The bit-wise operations can be implemented on floating point numbers using remainders (modulo) and inequality checks. For example:
float A = 0.625; //value to check; ie, 160/256
float mask = 0.25; //bit to check; ie, 1/4
bool result = (mod(A, 2.0 * mask) >= mask); //non-zero if bit 0.25 is on in A
The above assumes that A is between [0..1) and that there is only one "bit" in mask to check, but it could be generalized for more complex cases.
This idea is based on some of the info found in is-it-possible-to-implement-bitwise-operators-using-integer-arithmetic
If there is not even a built-in mod function, then that can also be implemented fairly easily. For example:
float mod(float num, float den)
{
return num - den * floor(num / den);
}
#mobrule:
Better:
#include <stdint.h>
...
union fp_bit_twiddler {
float f;
uint32_t u;
} q;
/* mutatis mutandis ... */
For these values int will likely be ok, but generally, you should use
unsigned ints for bit shifting to avoid the effects of arithmetic shifts. And
the uint32_t will work even on systems whose ints are not 32 bits.
The Python implementation in Floating point bitwise operations (Python recipe) of floating point bitwise operations works by representing numbers in binary that extends infinitely to the left as well as to the right from the fractional point. Because floating point numbers have a signed zero on most architectures it uses ones' complement for representing negative numbers (well, actually it just pretends to do so and uses a few tricks to achieve the appearance).
I'm sure it can be adapted to work in C++, but care must be taken so as to not let the right shifts overflow when equalizing the exponents.
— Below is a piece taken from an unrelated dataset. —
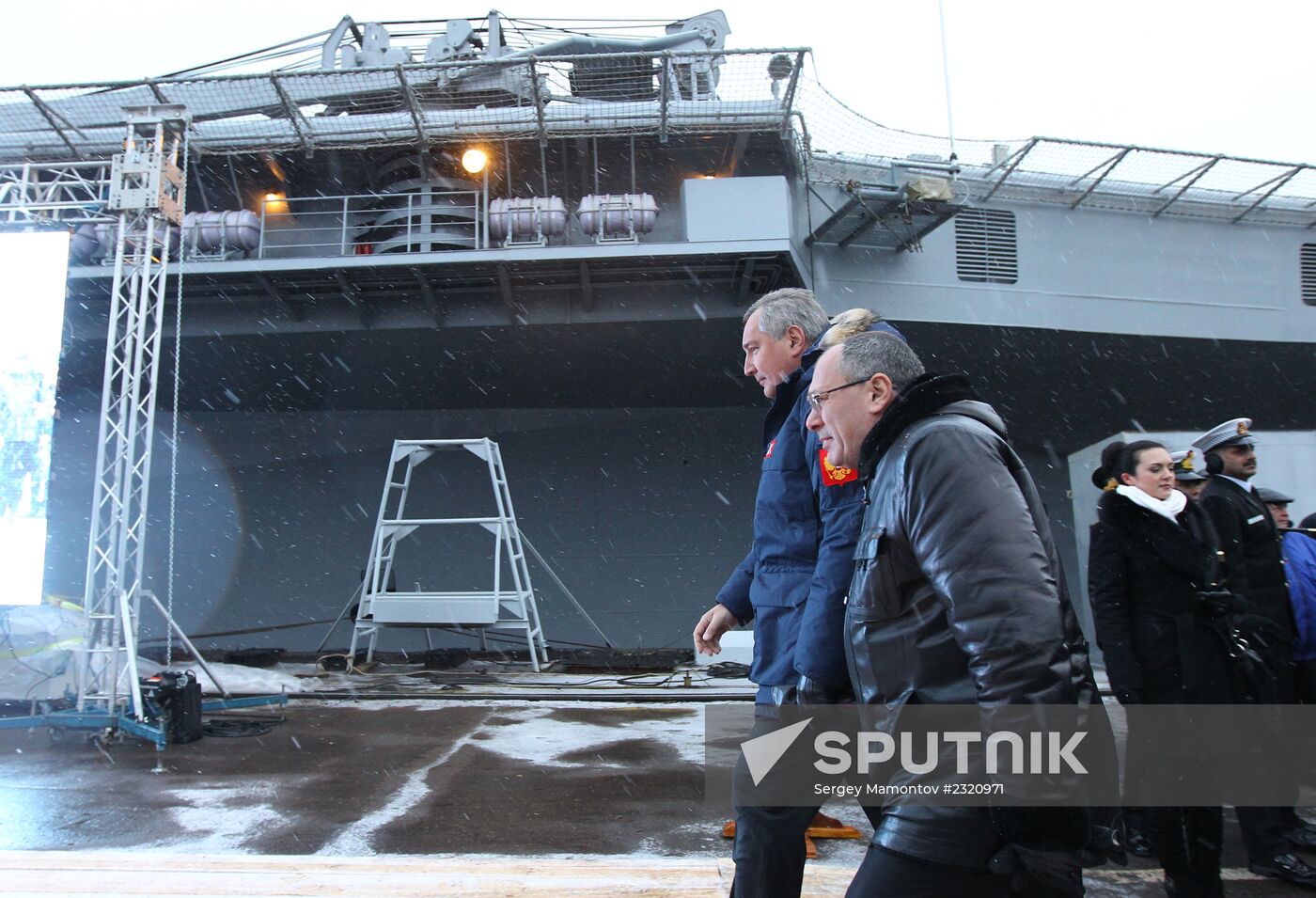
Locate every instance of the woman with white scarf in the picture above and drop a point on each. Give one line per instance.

Bitwise operators should NOT be used on floats, as floats are hardware specific, regardless of similarity on what ever hardware you might have. Which project/job do you want to risk on "well it worked on my machine"? Instead, for C++, you can get a similar "feel" for the bit shift operators by overloading the stream operator on an "object" wrapper for a float:
// Simple object wrapper for float type as templates want classes.
class Float
{
float m_f;
public:
Float( const float & f )
: m_f( f )
{
}
operator float() const
{
return m_f;
}
};
float operator>>( const Float & left, int right )
{
float temp = left;
for( right; right > 0; --right )
{
temp /= 2.0f;
}
return temp;
}
float operator<<( const Float & left, int right )
{
float temp = left;
for( right; right > 0; --right )
{
temp *= 2.0f;
}
return temp;
}
int main( int argc, char ** argv )
{
int a1 = 40 >> 2;
int a2 = 40 << 2;
int a3 = 13 >> 2;
int a4 = 256 >> 2;
int a5 = 255 >> 2;
float f1 = Float( 40.0f ) >> 2;
float f2 = Float( 40.0f ) << 2;
float f3 = Float( 13.0f ) >> 2;
float f4 = Float( 256.0f ) >> 2;
float f5 = Float( 255.0f ) >> 2;
}
You will have a remainder, which you can throw away based on your desired implementation.